☺
Tilinili
00.43
0 Comments
Luluk : Mbak, kenapa tangannya pake nge gass gitu?
Pelan-pelan lah Mbak, nikmatin perjalanan
Me : Nggak sadar ini, ingatkan laah.
Luluk : Aku tu perhatian lho Mbak. Aku tu seringnya
liat Mbak Hanif kalau keluar buru-buru terus. Giliran sampai kos stress di depan
laptop sambil uring-uringan harus ini itu, wajahnya jelek tertekan. Makanya kalau lagi di luar santai aja. (Tapi
tertawa coba dia, kan aku jadi nggak ngerti sebenarnya mau dia empati atau melucu)
Me : Luk, Luk, tengok-tengok atas, ada
bintang satu yang gede tuh. Cantiiik. Jadi pelan-pelan aja memang yaa, sambil liat
bintang...
Luluk : Mbak Haaaniiif (mode menangis). Kenapa
segala hal romantis yang kutemukan selaluu bersama Mbak Hanif.
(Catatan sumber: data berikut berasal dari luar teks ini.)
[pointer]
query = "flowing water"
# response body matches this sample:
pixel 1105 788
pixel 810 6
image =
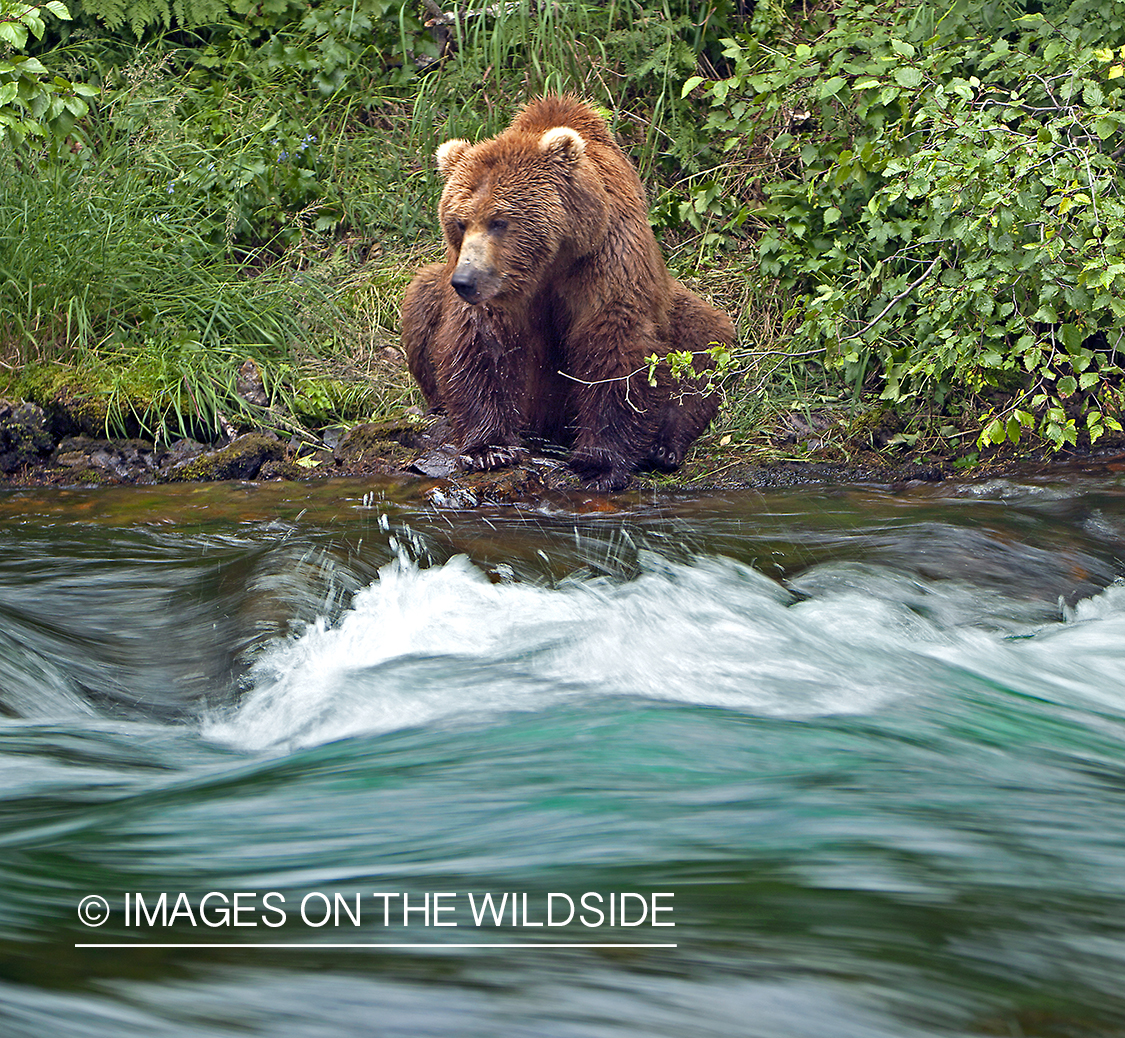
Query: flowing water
pixel 864 749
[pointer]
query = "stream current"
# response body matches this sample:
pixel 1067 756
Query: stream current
pixel 865 749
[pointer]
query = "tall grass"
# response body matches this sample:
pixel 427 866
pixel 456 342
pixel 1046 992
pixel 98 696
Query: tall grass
pixel 235 202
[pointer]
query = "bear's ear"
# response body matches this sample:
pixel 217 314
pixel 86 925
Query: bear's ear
pixel 563 144
pixel 449 154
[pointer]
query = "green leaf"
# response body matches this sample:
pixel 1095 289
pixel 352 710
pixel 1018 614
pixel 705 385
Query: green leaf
pixel 14 34
pixel 833 87
pixel 691 84
pixel 1105 127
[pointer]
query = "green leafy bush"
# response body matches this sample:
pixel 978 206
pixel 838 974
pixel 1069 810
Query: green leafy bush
pixel 945 208
pixel 33 102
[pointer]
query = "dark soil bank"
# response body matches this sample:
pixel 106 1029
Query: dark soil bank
pixel 34 453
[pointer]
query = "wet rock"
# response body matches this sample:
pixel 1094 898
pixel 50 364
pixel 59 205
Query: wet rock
pixel 95 460
pixel 376 443
pixel 439 463
pixel 242 459
pixel 284 468
pixel 24 435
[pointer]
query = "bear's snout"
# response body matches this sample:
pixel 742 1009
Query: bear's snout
pixel 475 278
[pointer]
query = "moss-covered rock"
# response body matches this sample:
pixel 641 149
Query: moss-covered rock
pixel 24 435
pixel 243 459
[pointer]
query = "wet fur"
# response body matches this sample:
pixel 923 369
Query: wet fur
pixel 569 296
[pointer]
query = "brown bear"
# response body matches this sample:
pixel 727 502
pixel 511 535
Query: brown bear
pixel 552 295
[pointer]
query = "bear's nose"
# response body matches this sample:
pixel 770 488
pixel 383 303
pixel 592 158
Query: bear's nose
pixel 465 285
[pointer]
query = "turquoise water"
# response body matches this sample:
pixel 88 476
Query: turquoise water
pixel 865 748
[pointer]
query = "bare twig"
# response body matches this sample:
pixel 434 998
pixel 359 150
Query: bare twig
pixel 898 298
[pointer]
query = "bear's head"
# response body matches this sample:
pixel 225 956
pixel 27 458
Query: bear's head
pixel 515 207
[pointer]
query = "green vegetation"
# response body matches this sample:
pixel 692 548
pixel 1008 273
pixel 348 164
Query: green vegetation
pixel 914 211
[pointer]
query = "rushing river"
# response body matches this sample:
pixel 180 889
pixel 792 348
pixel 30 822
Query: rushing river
pixel 864 749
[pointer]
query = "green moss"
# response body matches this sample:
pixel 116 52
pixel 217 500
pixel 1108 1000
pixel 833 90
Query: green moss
pixel 243 459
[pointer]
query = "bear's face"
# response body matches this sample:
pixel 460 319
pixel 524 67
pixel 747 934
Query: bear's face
pixel 503 213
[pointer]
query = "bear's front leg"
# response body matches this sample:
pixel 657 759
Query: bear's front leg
pixel 483 377
pixel 615 420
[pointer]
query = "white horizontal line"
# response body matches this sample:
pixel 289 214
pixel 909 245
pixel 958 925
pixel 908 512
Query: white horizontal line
pixel 376 945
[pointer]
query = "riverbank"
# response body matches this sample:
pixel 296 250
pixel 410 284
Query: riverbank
pixel 39 448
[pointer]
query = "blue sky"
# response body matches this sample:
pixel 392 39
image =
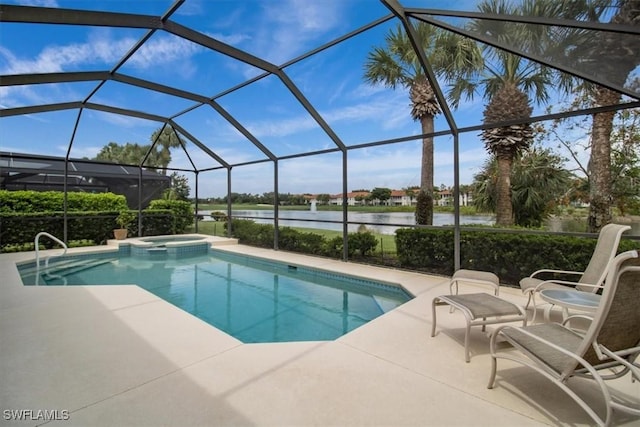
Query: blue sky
pixel 276 31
Lagi dimana
jodohku siih? ngapain aja dia?
Me : Ayo Luuuuk, sebelum bertemu dia,
latihan menikmati perjalanan kayak gini dulu lah kitaa
Luluk : Ayok Mbak mari latihan
Me : (Tepuk jidat -padahal yaa sambil
ngikutin luluk tanya, “lagi dimana jodohku siih? ngapain aja dia?”. Haha)
#Dan ini pun berlanjut ketika melihat bulan yang bulat sempurna,
di tengah perjalanan melewati labirin-labirin perumahan TNI AU, bersama
lampu-lampu yang menghias sepanjang jalan.
***
Terimakasih adek cantiik, yang selalu menemani tiap akhir pekan.
Dari ikut pulang ke rumah, duduk di teras sampai malam menahan dingin, melihat
bintang-bintang yang jaaaaauh lebih banyak dibanding melihatnya di Jogja. Ikut
menemani ke walimah adik sepupu, jadi tukang jeprat-jepret. Ikut membantuku ke
madrasah buat lembur-lembur dekorasi kelas padahal hari juga ahad, rela
kusuruh-suruh naik meja menempel kertas di dinding hanya karena kamu lebih
tinggi. Menarik-narik kasurku hanya gegara menagih janjiku untuk mengajakmu ikut
kajian (yang sebenernya aku spechless kau mau kajian, haha). Selalu mengalah ketika
harus menentukan tempat beli makan. Bahkan membantu menyetrikakan bajuku meski sambil
misuh-misuh gegara aku sibuk dengan telpon dan hape terus, jadi nggak
selesai-selesai yang bikin kamu pusing mata katanya (Tapi ini mah cuci piring
juga semua jadinya aku, padahal siapa yang janji mau cuci coba).
Iya, tiada hari tanpa melewatkan tawa, jika bersamamu. Meski
salah satu diantara kita sedang menyembunyikan kesedihan. Terimakasih sudah
mengatakan “Mbak Hanif kalau sedih bilang-bilang yaaa, nanti aku datang”.
Senang, kamu memilih berada di sini
lagi, setelah sekian lama menghabiskan waktu di kampung halamanmu.
Kalau kamu sering bilang “Mbak
Hanif tuu nggak sayang”, hehe sayang kok aku sayang. Meskipun tiap ketemu
kamu selalu “menghinaku”puuun “Mbak Hanif
tuu kudet (padahal masalahnya cuma aku minta diajarin belanja olshop-olshop gitu, memang nggak
pernah)”, “Mbak
Hanif itu apa sih yang dipunya (gegara aku ga punya manset buat dipinjam), “Mbak Hanif, jangan biarkan nanti mertuanya
Mbak Hanif nyesel anaknya kayak nikah sama simbah-simbah (gegara sering
lupa kalau ditanya harga sesuatu), daaan laain-laain. Hehe.